Pour le Québec, l'artisanat ou l'art de la traduction est officiellement organisé sous l'Ordre des traducteurs, terminologues et interprètes agréés du Québec (OTTIAQ). Au Canada, les nouveaux traducteurs peuvent demander une certification CTTIC, un diplôme universitaire, ou un mélange des deux.

La Société française des traducteurs (SFT) est identifiée comme l'association professionnelle nationale pour les traducteurs en France. De même, l'AIETI liste l'ASTJ comme Association Suisse des Traducteurs-Jurés, l'ASTTI comme Association suisse des traducteurs, terminologues et interprètes, et l'ATLF comme Association des traducteurs littéraires de France.

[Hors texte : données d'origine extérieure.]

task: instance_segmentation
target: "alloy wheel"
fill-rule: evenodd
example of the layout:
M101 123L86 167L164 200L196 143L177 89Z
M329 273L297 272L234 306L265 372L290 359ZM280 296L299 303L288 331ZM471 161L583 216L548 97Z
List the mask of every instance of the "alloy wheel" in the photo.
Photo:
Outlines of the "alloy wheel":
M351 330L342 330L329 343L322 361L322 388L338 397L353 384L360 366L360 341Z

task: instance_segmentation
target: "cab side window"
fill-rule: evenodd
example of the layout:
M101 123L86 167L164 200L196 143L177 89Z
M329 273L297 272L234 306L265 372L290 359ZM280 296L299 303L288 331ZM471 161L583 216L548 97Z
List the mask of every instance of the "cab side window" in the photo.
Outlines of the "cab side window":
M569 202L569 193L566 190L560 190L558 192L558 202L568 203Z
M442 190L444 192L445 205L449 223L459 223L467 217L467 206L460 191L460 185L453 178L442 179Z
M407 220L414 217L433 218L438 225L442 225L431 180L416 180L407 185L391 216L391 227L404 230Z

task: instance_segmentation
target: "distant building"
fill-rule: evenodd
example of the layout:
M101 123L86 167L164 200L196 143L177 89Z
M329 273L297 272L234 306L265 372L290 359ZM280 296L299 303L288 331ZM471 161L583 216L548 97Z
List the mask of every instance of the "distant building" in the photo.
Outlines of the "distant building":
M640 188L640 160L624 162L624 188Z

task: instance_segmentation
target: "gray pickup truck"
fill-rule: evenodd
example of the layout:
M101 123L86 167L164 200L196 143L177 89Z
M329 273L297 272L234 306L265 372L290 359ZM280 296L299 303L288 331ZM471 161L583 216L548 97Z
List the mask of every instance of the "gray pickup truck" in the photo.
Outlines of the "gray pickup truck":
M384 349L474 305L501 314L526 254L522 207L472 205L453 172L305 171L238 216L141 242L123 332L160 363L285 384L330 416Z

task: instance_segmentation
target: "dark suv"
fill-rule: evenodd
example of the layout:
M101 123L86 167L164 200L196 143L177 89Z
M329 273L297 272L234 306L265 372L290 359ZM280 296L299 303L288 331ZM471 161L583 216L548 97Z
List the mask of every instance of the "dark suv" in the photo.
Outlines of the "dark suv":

Ces organismes établissent les standards et les grilles de salaires dans le domaine. Ils ont de l'influence, mais ne confèrent pas d'autorité publique comme le font l'OTTIAQ et le CTTIC.

## Pourquoi le monde francophone n'est pas un seul marché Pour les artisans spécialisés peut-être dans la traduction de littérature technique, une connaissance pratique du patchwork de régulations en France, au Québec et en Suisse est essentielle. Les démarches administratives avec l'État sur les documents, contrats et taxes ne peuvent se faire qu'avec un titre valide enregistré dans les archives du pays concerné.

Les traducteurs qui veulent travailler au Québec doivent rejoindre l'OTTIAQ, qui propose une voie d'accréditation hors-province pour les professionnels établis.

La France, en revanche, n'a pas de licence d'État ou de registre, mais les membres de la SFT et de la Commission européenne utilisent les sociétés et leurs voies disciplinaires.

La Suisse se distingue par ses associations séparées pour les traducteurs jurés (officiellement assermentés) et la discipline régulière des traducteurs travaillant dans les affaires.

En termes de pratiques quotidiennes, le but de la traduction est le même au Québec, en France et en Suisse : un texte écrit publiable qui représente fidèlement sa référence.

Cependant, les spécificités deviennent délicates. Les traducteurs québécois travaillent uniquement dans la province, soumis à leurs propres régulations et standards de qualité. Et ils ne seraient pas qualifiés pour traduire des documents utilisés en Suisse francophone.

Où est tracée la ligne entre traducteurs officiels et non officiels, et comment les officiels sont reconnus et accrédités - expérience de vie, éducation, examens - pour exactement quelles disciplines, cela dépend du pays. Le Québec inclut "l'interprétation" dans son champ régulatoire, mais les avocats et tribunaux en France et Suisse les séparent.

Les principales branches qu'un nouveau venu rencontrera

Il est tentant de traiter la "traduction" comme une voie unique, mais un aspirant traducteur doit choisir un parcours professionnel tôt.

Dès le départ, les futurs artisans se répartissent entre les voies littéraire, audiovisuelle, assermentée et professionnelle générale : traduire des documents d'affaires courants, et pas de la littérature ou des tribunaux.

Le volume de travail, les salaires de départ et la manière dont le travail est effectué diffèrent entre ces branches, et votre expérience dans l'une ne comptera pas dans une autre.

Ce qu'il faut mettre en favoris en premier

Après votre formation universitaire, il y a des organismes municipaux, des sociétés de traduction, des grilles salariales et des dépôts d'informations à consulter pour les aspirants traducteurs. Si vous envisagez de vous spécialiser en traduction littéraire, trouvez l'association nationale. Si vous comptez devenir indépendant, trouvez les réglementations et forums pour votre domaine choisi - une spécialité française, une licence suisse ou une inscription québécoise.

Les institutions prééminentes à mettre en favoris sont :

## Ce que cette page ne couvre pas Le but de ce guide est d'aider les lecteurs francophones à comprendre le cadre institutionnel de la traduction, et quand ils doivent fournir un document traduit par un traducteur officiel.

Il ne couvre pas :

Trouver ces informations dépendra de votre pays d'origine et du type de traduction. Les lecteurs voulant des précisions devraient commencer par leur société locale, les associations nationales ou le paradigme officiel.